Cumhurbaşkanı Erdoğan, Irak dönüşü uçakta aralarında Show Haber'den Pınar Erbaş Ersoy'un da bulunduğu gazetecilerin sorularını yanıtladı.
Irak'ta gerçekleştirdiği görüşmeler ile dış politikada ve Ortadoğu'da yaşananlar hakkında konuşan Erdoğan, iç politikada son dönemdeki tartışmalara da değindi.
Cumhurbaşkanı Erdoğan'ın yöneltilen sorulara verdiği cevaplar şöyle:
Sayın Cumhurbaşkanım yeni Anayasa için çalışmalar başladı. 1921 Anayasası da yeniden gündeme geldi. Bu arada, CHP Genel Başkanı Özgür Özel de gelecek dönemi konuşmak için sizden bir randevu talep edeceğini söylemişti. Randevu talebi geldi mi? Özür Özel'den bu konuşma ve sonrasında yeni Anayasa konusunda CHP'yle uzlaşma olur mu sizce?
Şu an itibariyle henüz böyle bir randevu talebi gelmiş değil. Fakat olabileceğini düşünüyoruz. Dünyada birçok alanda değişimden söz ediliyor. Sosyolojiler, teknolojiler, iklimler ve daha birçok zemin çok hızlı değişiyor.

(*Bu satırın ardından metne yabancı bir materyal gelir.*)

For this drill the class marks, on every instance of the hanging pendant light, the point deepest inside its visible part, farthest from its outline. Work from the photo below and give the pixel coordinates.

Bunu ayak uydurmak için de Türkiye'nin eskinin darbe ruhunu özünde barındıran anayasa metninden kurtulup yenilikçi ve özgürlükçü bir anayasaya kavuşma zamanı gelmiştir. Yani bu konuda Cumhuriyet Halk Partisi'nin de böyle bir değişime destek verebileceği düşüncesinde ve inancındayım. Bu görüşme sağlandığında tabii ki anayasa konusu da bizim görüşme başlıklarımızın arasında yer alacaktır. Kaldı ki Meclis Başkanımızın da liderlerle yapacağı görüşmelerde bu konuları onlarla ele alma düşüncesinin olduğunu biliyorum. Doğrusu ben de bize çok ama çok dar gelen bu mevcut anayasayla ilgili liderler olarak neler yapabiliriz, bunları konuşmakta fayda var diye düşünüyorum. Sayın Özel'in bu ziyaretinin gerçekleşmesi halinde kendisiyle de bunları konuşarak böyle bir adımı atabileceğimizi kendisine teklif etmekten daha doğal bir şey olmaz. Biz Türkiye Yüzyılı vizyonumuzun en önemli köşe taşlarından biri olan yeni anayasa çalışmalarıyla ilgili çalışmaktan, gayret etmekten geri durmayacağız. Milletimize yeni ve demokratik bir anayasa kazandırana kadar gayretimiz sürecektir.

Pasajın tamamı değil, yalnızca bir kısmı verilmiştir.